Revolução no tratamento do Parkinson: Novos fármacos aprovados no Brasil trazem esperança para pacientes

Em entrevista exclusiva ao Portal Surgiu, a Dra. Aline Neto, neurologista do Ânima Centro Hospitalar, trouxe um panorama detalhado sobre os avanços no combate à Doença de Parkinson (DP).
Com o envelhecimento populacional acelerado, o Brasil caminha para se tornar o 5º país com o maior contingente de pessoas vivendo com a condição no mundo. Atualmente, a patologia já atinge aproximadamente 1% da população brasileira acima dos 60 anos, ultrapassando a marca de 200 mil casos.
A médica destaca que, embora o tremor seja o sintoma mais associado à patologia, o diagnóstico precoce depende de uma observação atenta a sinais “invisíveis”. “Alguns sintomas ‘não motores’ podem surgir anos antes do tremor, como constipação intestinal, distúrbios do sono, diminuição do olfato e depressão”.
Segundo a Dra. Aline, identificar esses sinais é crucial, pois, quando os tremores surgem, o paciente já pode ter perdido entre 60% e 80% dos neurônios dopaminérgicos.
O cenário nacional reforça a importância de estratégias de saúde voltadas para doenças neurodegenerativas, já que o Parkinson é a segunda enfermidade desse tipo mais comum no mundo, superada apenas pelo Alzheimer.
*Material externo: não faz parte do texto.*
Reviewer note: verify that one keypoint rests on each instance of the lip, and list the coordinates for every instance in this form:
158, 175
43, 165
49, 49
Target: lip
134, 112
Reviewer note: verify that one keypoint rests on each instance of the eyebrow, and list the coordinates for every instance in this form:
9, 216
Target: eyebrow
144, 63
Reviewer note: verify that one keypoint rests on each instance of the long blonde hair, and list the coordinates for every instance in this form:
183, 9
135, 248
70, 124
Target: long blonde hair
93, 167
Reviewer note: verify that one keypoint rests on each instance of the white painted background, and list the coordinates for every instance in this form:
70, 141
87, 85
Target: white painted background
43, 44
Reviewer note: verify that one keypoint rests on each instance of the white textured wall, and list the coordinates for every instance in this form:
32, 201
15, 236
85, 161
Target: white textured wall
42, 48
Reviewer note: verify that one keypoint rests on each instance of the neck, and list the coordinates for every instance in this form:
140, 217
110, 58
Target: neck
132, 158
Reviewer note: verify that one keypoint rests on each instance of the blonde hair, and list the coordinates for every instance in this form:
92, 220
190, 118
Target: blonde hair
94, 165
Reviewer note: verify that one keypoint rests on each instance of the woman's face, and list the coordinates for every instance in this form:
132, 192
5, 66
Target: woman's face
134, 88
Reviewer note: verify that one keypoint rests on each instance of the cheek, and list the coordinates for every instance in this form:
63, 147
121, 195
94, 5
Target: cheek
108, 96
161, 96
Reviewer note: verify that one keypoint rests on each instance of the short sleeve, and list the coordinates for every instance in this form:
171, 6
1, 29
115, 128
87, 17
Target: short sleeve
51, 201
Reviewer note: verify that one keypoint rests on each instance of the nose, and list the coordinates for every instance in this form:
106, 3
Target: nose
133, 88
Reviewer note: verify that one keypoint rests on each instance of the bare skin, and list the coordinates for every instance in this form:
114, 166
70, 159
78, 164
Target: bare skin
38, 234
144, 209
Tal constatação acompanha a consolidação de novas terapias farmacológicas que prometem revolucionar a qualidade de vida dos pacientes brasileiros.
Entre as grandes novidades aprovadas pela Anvisa em 2025 está o Produodopa. Indicado para estágios avançados, o medicamento consiste em uma tecnologia que administra a medicação de forma contínua via subcutânea por uma bomba portátil.
“Isso traz mais liberdade ao paciente, eliminando a necessidade de ingerir comprimidos a cada quatro horas”, explicou a Dra. Aline ao Portal Surgiu, destacando que o método mantém os níveis de dopamina estáveis e reduz as flutuações motoras.
Outro fármaco
Outra inovação de destaque é o Tavapadon, um agonista seletivo que atua em receptores específicos do cérebro com menos efeitos colaterais que as terapias tradicionais.
A especialista ressalta que essa medicação oferece maior estabilidade e conveniência, podendo ser utilizada tanto em fases iniciais quanto avançadas da doença, combatendo sintomas como a rigidez muscular e a lentidão de movimentos.
Além do arsenal medicamentoso, o manejo do Parkinson exige uma abordagem multidisciplinar e adaptação do ambiente doméstico.
Pequenas mudanças no lar, como a instalação de barras de apoio, remoção de obstáculos e uso de pisos antiderrapantes, são essenciais para aumentar a sensação de segurança e facilitar o planejamento dos movimentos do paciente.
Por fim, a Dra. Aline Neto reforça que, além do fator idade, elementos modernos como a poluição e o consumo de alimentos ultraprocessados têm contribuído para o aumento dos casos no país.